Example MCP Server (Python / PyIceberg)
from mcp.server import Server
from mcp.types import Tool, TextContent
from pyiceberg.catalog import load_catalog
import json
app = Server("iceberg-mcp")
catalog = load_catalog("my_catalog", **{
"type": "rest",
"uri": "https://my-catalog.example.com",
"credential": "client-id:client-secret",
})
@app.list_tools()
async def list_tools():
return [
Tool(
name="list_tables",
description="List all Iceberg tables in a namespace",
inputSchema={
"type": "object",
"properties": {
"namespace": {"type": "string", "description": "Database/namespace name"}
},
"required": ["namespace"]
}
),
Tool(
name="describe_table",
description="Get the schema and properties of an Iceberg table",
inputSchema={
"type": "object",
"properties": {
"namespace": {"type": "string"},
"table": {"type": "string"}
},
"required": ["namespace", "table"]
}
),
]
@app.call_tool()
async def call_tool(name: str, arguments: dict):
if name == "list_tables":
tables = catalog.list_tables(arguments["namespace"])

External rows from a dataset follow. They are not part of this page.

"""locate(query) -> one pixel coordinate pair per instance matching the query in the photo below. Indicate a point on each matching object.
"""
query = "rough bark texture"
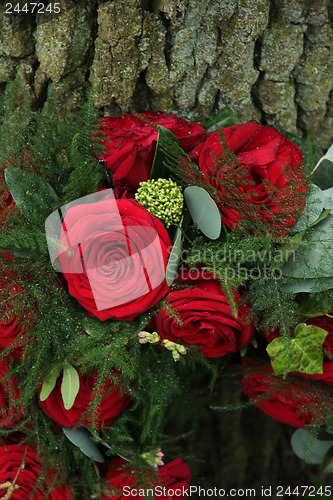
(271, 60)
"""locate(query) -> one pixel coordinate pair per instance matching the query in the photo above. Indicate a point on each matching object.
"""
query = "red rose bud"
(113, 402)
(20, 470)
(264, 182)
(174, 478)
(132, 142)
(292, 400)
(201, 315)
(113, 254)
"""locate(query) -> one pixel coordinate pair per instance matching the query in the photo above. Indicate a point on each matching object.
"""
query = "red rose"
(204, 318)
(291, 400)
(112, 404)
(263, 182)
(131, 148)
(116, 257)
(10, 411)
(175, 477)
(23, 462)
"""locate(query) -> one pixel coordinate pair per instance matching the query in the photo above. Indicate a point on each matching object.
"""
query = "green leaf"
(81, 438)
(49, 382)
(174, 257)
(222, 119)
(296, 285)
(308, 448)
(303, 353)
(328, 198)
(314, 257)
(313, 305)
(204, 211)
(314, 205)
(323, 176)
(35, 198)
(167, 149)
(70, 386)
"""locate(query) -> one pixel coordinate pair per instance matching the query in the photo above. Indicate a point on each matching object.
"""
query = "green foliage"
(304, 351)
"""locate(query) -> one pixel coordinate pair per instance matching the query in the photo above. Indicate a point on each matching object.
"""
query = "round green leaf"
(81, 438)
(48, 383)
(314, 205)
(174, 257)
(204, 211)
(70, 386)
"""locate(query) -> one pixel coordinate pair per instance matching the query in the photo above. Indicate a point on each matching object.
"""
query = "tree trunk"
(269, 60)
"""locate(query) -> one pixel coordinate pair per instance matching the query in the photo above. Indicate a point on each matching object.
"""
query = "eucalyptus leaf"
(166, 142)
(81, 438)
(296, 285)
(174, 257)
(70, 386)
(314, 257)
(308, 448)
(49, 383)
(314, 204)
(204, 211)
(33, 195)
(328, 198)
(302, 353)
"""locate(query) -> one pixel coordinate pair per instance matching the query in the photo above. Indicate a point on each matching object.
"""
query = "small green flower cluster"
(163, 198)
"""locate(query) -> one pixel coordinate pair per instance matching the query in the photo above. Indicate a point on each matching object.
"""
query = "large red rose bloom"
(202, 316)
(11, 459)
(131, 143)
(118, 270)
(174, 477)
(262, 181)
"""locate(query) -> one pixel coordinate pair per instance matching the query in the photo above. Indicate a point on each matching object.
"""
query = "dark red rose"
(292, 400)
(132, 142)
(12, 457)
(262, 181)
(204, 318)
(118, 269)
(10, 410)
(175, 477)
(113, 402)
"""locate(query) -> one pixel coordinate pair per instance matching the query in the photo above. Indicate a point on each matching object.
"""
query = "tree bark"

return [TextContent(type="text", text=json.dumps([str(t) for t in tables]))]
elif name == "describe_table":
table = catalog.load_table(f"{arguments['namespace']}.{arguments['table']}")
schema_str = str(table.schema())
return [TextContent(type="text", text=schema_str)]

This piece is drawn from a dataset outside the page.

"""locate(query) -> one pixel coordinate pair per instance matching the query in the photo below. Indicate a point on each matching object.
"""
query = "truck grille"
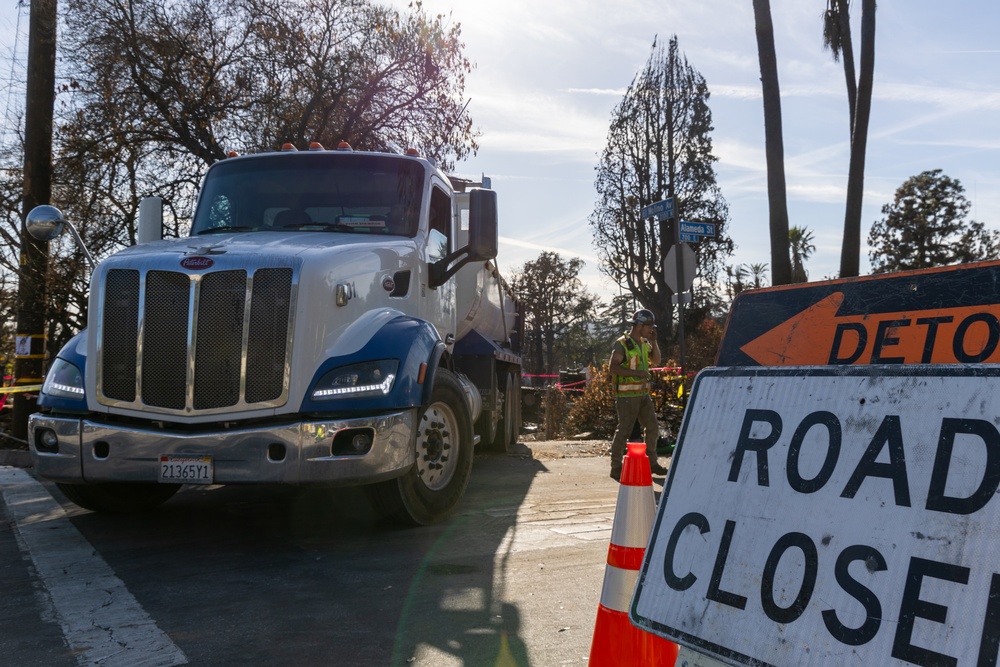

MCP + Dremio: The Agentic Lakehouse Pattern
Dremio’s Agentic Lakehouse is designed to serve as the data backend for AI agent workflows. Dremio’s AI Semantic Layer (virtual datasets, column descriptions, pre-defined metrics) provides the context that MCP tools return to LLMs, making AI-generated queries more accurate and trustworthy.
A Dremio MCP server pattern:
- LLM calls
list_namespaces→ Dremio returns available business domains. - LLM calls
describe_tablewith a selected table → Dremio returns schema + semantic descriptions. - LLM generates SQL grounded in the semantic context.
- LLM calls
query_iceberg→ Dremio executes against Iceberg, returns results. - LLM synthesizes a natural-language answer.

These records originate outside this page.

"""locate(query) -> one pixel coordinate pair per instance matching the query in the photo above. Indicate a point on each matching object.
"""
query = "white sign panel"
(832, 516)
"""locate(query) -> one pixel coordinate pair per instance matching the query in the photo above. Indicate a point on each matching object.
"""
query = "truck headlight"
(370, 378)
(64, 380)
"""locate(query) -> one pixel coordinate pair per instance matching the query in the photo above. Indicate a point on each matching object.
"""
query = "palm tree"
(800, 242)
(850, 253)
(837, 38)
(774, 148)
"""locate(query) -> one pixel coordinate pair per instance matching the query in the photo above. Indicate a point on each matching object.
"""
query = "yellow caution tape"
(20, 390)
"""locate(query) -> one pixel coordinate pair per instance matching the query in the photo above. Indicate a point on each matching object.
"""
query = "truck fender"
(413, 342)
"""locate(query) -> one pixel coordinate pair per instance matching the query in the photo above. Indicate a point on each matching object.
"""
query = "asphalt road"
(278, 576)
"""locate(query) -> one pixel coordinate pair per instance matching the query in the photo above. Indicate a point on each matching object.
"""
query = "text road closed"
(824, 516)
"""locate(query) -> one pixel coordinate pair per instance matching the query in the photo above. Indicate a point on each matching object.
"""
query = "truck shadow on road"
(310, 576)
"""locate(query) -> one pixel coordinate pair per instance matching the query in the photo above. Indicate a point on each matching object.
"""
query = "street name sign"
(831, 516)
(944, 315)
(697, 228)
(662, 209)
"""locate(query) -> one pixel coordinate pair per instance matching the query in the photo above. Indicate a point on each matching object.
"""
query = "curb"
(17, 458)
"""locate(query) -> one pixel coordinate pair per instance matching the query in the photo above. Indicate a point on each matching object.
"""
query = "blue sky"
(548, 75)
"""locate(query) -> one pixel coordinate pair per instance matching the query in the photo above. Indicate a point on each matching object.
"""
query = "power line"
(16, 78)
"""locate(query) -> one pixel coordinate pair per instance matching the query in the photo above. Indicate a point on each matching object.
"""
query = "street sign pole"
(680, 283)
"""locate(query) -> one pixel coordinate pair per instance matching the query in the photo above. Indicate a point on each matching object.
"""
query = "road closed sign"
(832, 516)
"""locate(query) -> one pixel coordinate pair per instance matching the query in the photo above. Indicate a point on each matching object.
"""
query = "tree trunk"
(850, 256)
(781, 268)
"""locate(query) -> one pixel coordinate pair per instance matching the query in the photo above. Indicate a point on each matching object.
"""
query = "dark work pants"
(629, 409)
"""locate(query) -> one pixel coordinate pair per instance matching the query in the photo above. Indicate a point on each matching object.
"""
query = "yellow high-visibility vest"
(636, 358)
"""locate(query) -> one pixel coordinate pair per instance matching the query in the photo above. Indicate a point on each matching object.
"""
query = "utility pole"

MCP Clients and Compatibility
MCP is supported by:
- Claude (Anthropic): Native MCP support in the Claude API.
- GitHub Copilot / VS Code: MCP extension support.
- LangChain / LangGraph: MCP tool wrapping.
- AutoGen (Microsoft): MCP tool integration.
- Continue.dev: Local AI assistant with MCP support.
The MCP ecosystem is rapidly expanding. Any new model or agent framework that adopts MCP can immediately leverage Iceberg MCP servers, making Iceberg data available to the entire AI tooling ecosystem without per-model integration work.
Security Considerations
Iceberg MCP servers should:
- Authenticate with the catalog using service account credentials, not user credentials.
- Scope catalog access to only the namespaces/tables the AI agent should see.
- Use the catalog’s credential vending to get object-storage-scoped access for data reads.
- Log all tool calls for audit.
- Limit query complexity (timeout, row limits) to prevent resource abuse.